US 11,741,668 B2
	Template based generation of 3D object meshes from 2D images
Ramsey Jones, Seattle, WA (US); Jared Lafer, Los Angeles, CA (US); and Rebecca Kantar, Truro, MA (US)
Assigned to Roblox Corporation, San Mateo, CA (US)
Filed by Roblox Corporation, San Mateo, CA (US)
Filed on Apr. 23, 2021, as Appl. No. 17/239,380.
Claims priority of provisional application 63/015,391, filed on Apr. 24, 2020.
Prior Publication US 2021/0335039 A1, Oct. 28, 2021
Int. Cl. G06T 17/20 (2006.01); G06T 13/20 (2011.01); G06N 20/00 (2019.01)
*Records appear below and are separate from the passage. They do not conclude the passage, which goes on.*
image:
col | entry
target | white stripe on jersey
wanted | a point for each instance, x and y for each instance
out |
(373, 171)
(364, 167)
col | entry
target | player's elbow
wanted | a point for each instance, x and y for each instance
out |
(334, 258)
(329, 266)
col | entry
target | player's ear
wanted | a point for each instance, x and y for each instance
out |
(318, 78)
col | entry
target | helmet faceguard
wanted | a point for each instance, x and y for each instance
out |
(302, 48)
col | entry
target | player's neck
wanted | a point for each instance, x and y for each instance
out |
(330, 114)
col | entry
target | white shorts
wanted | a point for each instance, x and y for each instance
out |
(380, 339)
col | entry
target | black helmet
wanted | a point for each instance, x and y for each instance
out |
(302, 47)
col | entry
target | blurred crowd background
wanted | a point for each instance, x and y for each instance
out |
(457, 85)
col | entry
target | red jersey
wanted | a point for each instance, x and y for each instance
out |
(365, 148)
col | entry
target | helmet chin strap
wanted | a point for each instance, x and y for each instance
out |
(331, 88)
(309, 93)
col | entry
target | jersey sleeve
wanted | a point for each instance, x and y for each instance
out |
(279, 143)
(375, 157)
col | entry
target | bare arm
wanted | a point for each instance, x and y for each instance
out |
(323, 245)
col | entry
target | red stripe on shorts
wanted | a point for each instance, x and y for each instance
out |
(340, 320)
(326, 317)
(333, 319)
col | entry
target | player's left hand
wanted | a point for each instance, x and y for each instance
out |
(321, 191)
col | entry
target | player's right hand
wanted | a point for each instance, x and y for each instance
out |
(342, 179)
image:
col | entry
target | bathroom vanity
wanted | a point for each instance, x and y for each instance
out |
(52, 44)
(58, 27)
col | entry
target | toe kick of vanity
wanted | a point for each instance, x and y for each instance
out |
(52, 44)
CPC G06T 17/20 (2013.01) [G06N 20/00 (2019.01); G06T 13/20 (2013.01)]

17 Claims

1. A computer-implemented method to generate a 3D mesh for an object using a trained machine learning model, the method comprising:

providing a two-dimensional (2D) image of the object as input to the trained machine learning model, wherein the object is associated with a particular category;

determining the particular category of the object based on the 2D image, wherein determining the particular category of the object based on the 2D image comprises:

determining particular portions of the object by performing semantic segmentation of the 2D image based on a set of predetermined descriptors, wherein a number of output classes for the semantic segmentation matches a number of predetermined descriptors in the set; and

determining the particular category of the object based on the determined particular portions of the object;

obtaining a template three-dimensional (3D) mesh associated with the particular category;

generating, using the trained machine learning model and based on the 2D image and the template 3D mesh, a 3D mesh for the object, wherein the 3D mesh for the object is generated by deforming the template 3D mesh by the trained machine learning model, and wherein the 3D mesh for the object is usable to map a texture to the object or to generate a 3D animation of the object; and

processing, using a bidimensional (UV) regressor, the 2D image and the 3D mesh of the object to generate a mapping from vertices of the 3D mesh of the object to the 2D image, wherein the mapping is used to apply the texture to the 3D mesh of the object, and wherein processing the 2D image and the 3D mesh of the object to generate the mapping comprises:

determining a descriptor loss for each side of the 3D mesh of the object;

determining a particular side of the 3D mesh of the object that is associated with the smallest descriptor loss of the determined descriptor losses; and

utilizing the particular side of the 3D mesh of the object that is associated with the smallest descriptor loss as a basis for a UV map for the 3D mesh of the object.